In a very abstract sense, a software design specification for a system defines a bunch of functionality operating on a set of data. Generally it is very imprecise, but it is a way of actually "expressing" a solution in one or more problem domains. The specification, which consists of various design documents with specific syntax represents a "language" capable of defining the capabilities. While it doesn't run directly, and it is generally very sloppy, it does define the absolute boundaries for the problem.

The code itself, once it is created is another way to express the solution to the same problem. It is far more specific and needs to be more correct, although rarely does it actually need to be perfect. Different versions of the system, as they progress over time are different ways of expressing a similar solution. Generally, for each iteration the depth of solution improves, but all of the solutions implemented were acceptable.

Testing -- even though in a philosophical way it is the reverse -- bounds the same problem domain, so it to is yet another way of expressing the same solution. In pencil drawing courses, they often do exercises with "negative space" by drawing the shapes where the subject is not located. Specifying testing is similar; you bounding the problem by the things that it should not do. Testing occurs at many different levels often providing a great degree of overlap in the expressiveness of the solution. Generally layer upon layer of tests are applied, regardless of how effectively they work.

In an ideal world, for a perfectly defined system the specifications, code and tests are all just different, but complete ways of expressing the same solution.

Given that hard to fathom perspective, we essentially solve the same problem at least three times during development, in three different ways. This gives rise to various speculations about what work we really don't need.

For instance, Jack Reeves felt that the code was the design not the specification. That perspective could lead to spending less effort on the initial design; correcting the problems only at the coding level.

Newer practices such as test driven development (TDD) imply that the testing could be used as the design. You layout the functionality by matching it back towards the tests. These are interesting ideas indirectly arising from the repetitive nature of development.

One easily senses that if could we only expressed the design twice instead of three times, we would be saving ourselves labor. If we only expressed it once, that would be amazing. It would seem as if we might be able to save ourselves up to two thirds of the work.

It is an intriguing idea, but highly unlikely for any thing over a medium sized project.

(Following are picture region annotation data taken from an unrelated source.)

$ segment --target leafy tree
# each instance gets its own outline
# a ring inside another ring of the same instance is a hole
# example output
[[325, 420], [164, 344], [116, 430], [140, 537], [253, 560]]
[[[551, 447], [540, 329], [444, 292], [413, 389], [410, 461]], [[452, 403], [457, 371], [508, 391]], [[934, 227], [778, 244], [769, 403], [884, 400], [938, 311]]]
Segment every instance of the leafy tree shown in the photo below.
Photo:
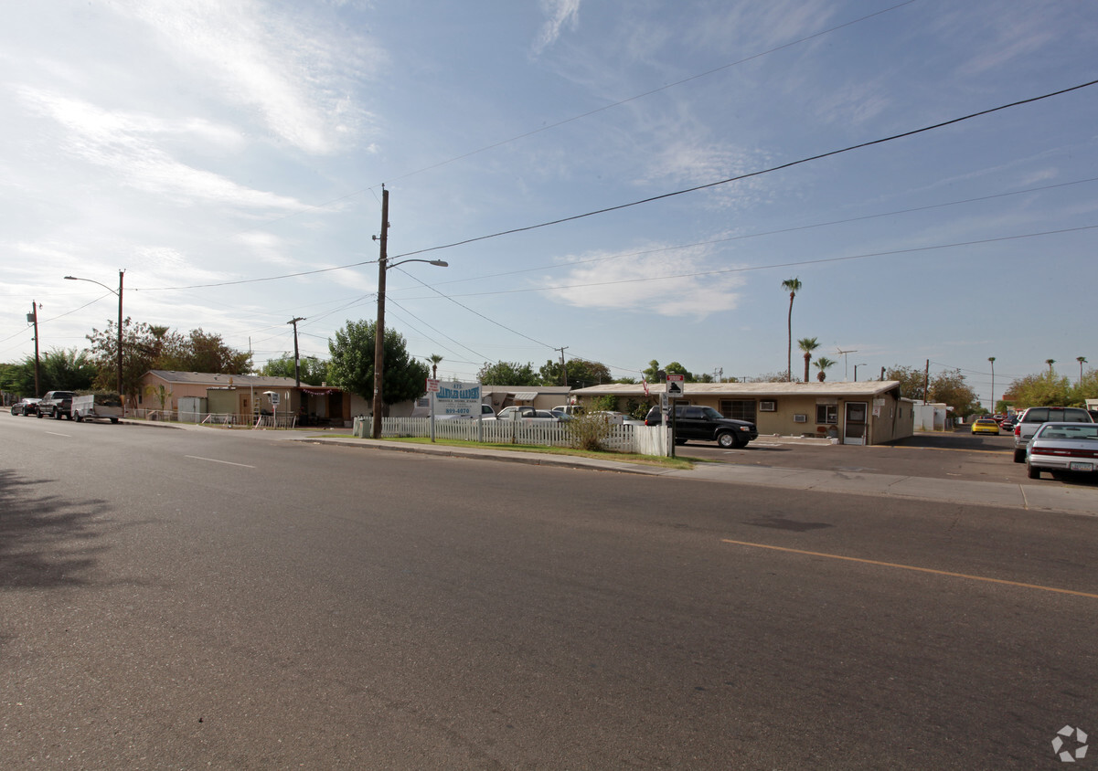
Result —
[[1049, 372], [1013, 381], [1007, 393], [1013, 396], [1015, 406], [1019, 408], [1060, 405], [1067, 407], [1079, 401], [1074, 390], [1067, 377], [1056, 377], [1050, 367]]
[[827, 356], [819, 356], [816, 360], [816, 369], [819, 370], [819, 372], [816, 373], [816, 379], [818, 379], [820, 383], [822, 383], [824, 381], [826, 381], [827, 379], [827, 370], [828, 370], [828, 367], [831, 367], [831, 366], [834, 366], [834, 365], [836, 365], [836, 362], [833, 362], [832, 360], [828, 359]]
[[979, 397], [960, 370], [945, 370], [930, 378], [930, 400], [949, 405], [955, 415], [972, 415], [979, 408]]
[[816, 338], [800, 338], [797, 340], [797, 348], [805, 352], [805, 383], [808, 382], [808, 363], [813, 359], [813, 351], [820, 347], [820, 341]]
[[[359, 396], [373, 394], [373, 352], [377, 340], [376, 321], [348, 321], [328, 340], [332, 360], [328, 374], [332, 382]], [[381, 400], [385, 406], [417, 399], [426, 393], [429, 370], [408, 355], [404, 336], [386, 329], [383, 341], [384, 364]]]
[[518, 362], [496, 362], [495, 364], [484, 363], [481, 371], [477, 373], [477, 378], [485, 385], [502, 386], [539, 386], [541, 376], [534, 371], [530, 363], [519, 364]]
[[[613, 383], [609, 367], [600, 362], [589, 362], [585, 359], [573, 359], [568, 363], [568, 384], [573, 388]], [[538, 371], [541, 385], [561, 385], [564, 378], [559, 361], [550, 359]]]
[[[328, 379], [328, 363], [315, 356], [302, 359], [298, 371], [301, 372], [301, 382], [309, 385], [321, 385]], [[259, 374], [267, 377], [293, 377], [294, 372], [293, 354], [288, 352], [264, 364]]]
[[[788, 350], [786, 351], [785, 379], [793, 379], [793, 298], [800, 292], [800, 279], [786, 279], [782, 282], [782, 288], [789, 293], [789, 317], [786, 327], [788, 329]], [[820, 370], [820, 372], [824, 372]]]
[[899, 393], [906, 399], [921, 401], [923, 399], [923, 387], [926, 374], [922, 370], [914, 366], [900, 366], [896, 364], [885, 372], [886, 381], [899, 381]]

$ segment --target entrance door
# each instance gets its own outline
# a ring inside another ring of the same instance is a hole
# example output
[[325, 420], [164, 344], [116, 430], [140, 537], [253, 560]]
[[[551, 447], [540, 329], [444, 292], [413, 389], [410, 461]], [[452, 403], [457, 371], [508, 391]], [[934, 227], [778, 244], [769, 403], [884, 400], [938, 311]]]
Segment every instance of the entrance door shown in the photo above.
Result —
[[847, 420], [842, 432], [843, 444], [865, 444], [866, 429], [869, 428], [869, 402], [848, 401]]

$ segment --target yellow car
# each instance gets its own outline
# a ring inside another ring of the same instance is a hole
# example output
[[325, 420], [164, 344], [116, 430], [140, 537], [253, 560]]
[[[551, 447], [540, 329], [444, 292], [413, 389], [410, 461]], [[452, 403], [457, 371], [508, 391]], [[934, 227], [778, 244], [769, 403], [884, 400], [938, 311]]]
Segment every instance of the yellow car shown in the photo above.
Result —
[[994, 433], [999, 435], [999, 424], [993, 418], [977, 418], [972, 424], [973, 433]]

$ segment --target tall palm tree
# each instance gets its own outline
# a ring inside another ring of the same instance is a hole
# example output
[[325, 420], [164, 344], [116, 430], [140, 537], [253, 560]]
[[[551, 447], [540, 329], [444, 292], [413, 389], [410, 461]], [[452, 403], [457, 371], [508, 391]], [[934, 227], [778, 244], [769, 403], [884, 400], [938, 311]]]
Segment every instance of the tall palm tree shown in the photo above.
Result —
[[800, 338], [797, 340], [797, 348], [805, 352], [805, 383], [808, 382], [808, 362], [813, 359], [813, 351], [820, 347], [820, 341], [816, 338]]
[[782, 288], [789, 293], [789, 318], [786, 324], [788, 329], [788, 350], [786, 351], [785, 361], [785, 379], [793, 379], [793, 298], [797, 296], [800, 292], [800, 279], [786, 279], [782, 282]]
[[829, 366], [834, 366], [834, 365], [836, 365], [836, 362], [831, 361], [827, 356], [820, 356], [819, 359], [817, 359], [816, 360], [816, 367], [819, 370], [819, 372], [816, 373], [816, 379], [818, 379], [820, 383], [822, 383], [824, 381], [826, 381], [827, 379], [827, 369]]

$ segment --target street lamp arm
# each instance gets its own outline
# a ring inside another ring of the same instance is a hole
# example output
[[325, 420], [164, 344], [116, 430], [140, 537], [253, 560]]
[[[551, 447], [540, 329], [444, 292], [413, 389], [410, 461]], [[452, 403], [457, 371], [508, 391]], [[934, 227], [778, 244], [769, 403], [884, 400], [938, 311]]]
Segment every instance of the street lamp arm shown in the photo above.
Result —
[[[80, 279], [80, 277], [75, 276], [75, 275], [67, 275], [67, 276], [65, 276], [65, 279], [66, 279], [66, 281], [90, 281], [92, 284], [99, 284], [99, 282], [96, 281], [94, 279]], [[119, 291], [117, 290], [112, 290], [107, 284], [99, 284], [99, 285], [102, 286], [108, 292], [110, 292], [115, 297], [117, 297], [117, 295], [119, 295]]]

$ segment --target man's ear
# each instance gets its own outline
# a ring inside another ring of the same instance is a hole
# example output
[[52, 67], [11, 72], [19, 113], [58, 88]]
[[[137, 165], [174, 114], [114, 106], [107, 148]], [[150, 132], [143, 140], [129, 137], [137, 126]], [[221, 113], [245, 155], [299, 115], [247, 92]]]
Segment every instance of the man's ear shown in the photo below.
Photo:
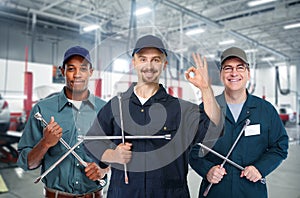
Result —
[[90, 68], [90, 77], [93, 75], [94, 69]]
[[62, 66], [59, 66], [60, 69], [60, 73], [63, 77], [65, 77], [65, 68], [63, 68]]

Some individuals can get away with solidifying their designs initially entirely within their consciousness. We know this. There are many programmers out there that for medium to small systems don't need to write it down on paper. Interesting, but we need to remember that such instantiation is just another valid form of expressing the solution, even if the original programmer cannot necessarily share that internal knowledge and understanding.

Even the small systems need at least two distinct versions to exist.

For large projects, the work needs to be distributed over a big group of people so it needs to be documented in a way that is sharable. Without that, all of the developers will go their own way which will always create a mess. As well, all of the testers will make their own assumptions which again will leave huge gaps in the quality of the testing.

Without a common picture chaos will rule and the project will fail.

Even though it sounds like a waste, specifying the same design in three different ways actually helps to insure that the final output is more likely to be correct. In the same way that you could enhance the quality of data entry by having three typists input the same file, iterating out the problem as a design, code and tests gives three distinct answers which can all be used to find the most likely one.

Even though we probably can't reduce the number of times we express the solution, understanding that we are repeating ourselves can lead to more effective ways of handing it.

Ok, so it is not all that weird, but it does put a different perspective on the development tasks.

In the end, we are left with a pile of data, some functionality that needs to be applied to that data and a number of different ways in which we have to express this in order to insure that the final work meets its initial constraints. We put this all together, expressing it in various ways until in the end it becomes a concrete representation of our near idea solution to the specific set of given problems.

Call it what you will, it all comes down to the various ways in which we express our solutions to our problems.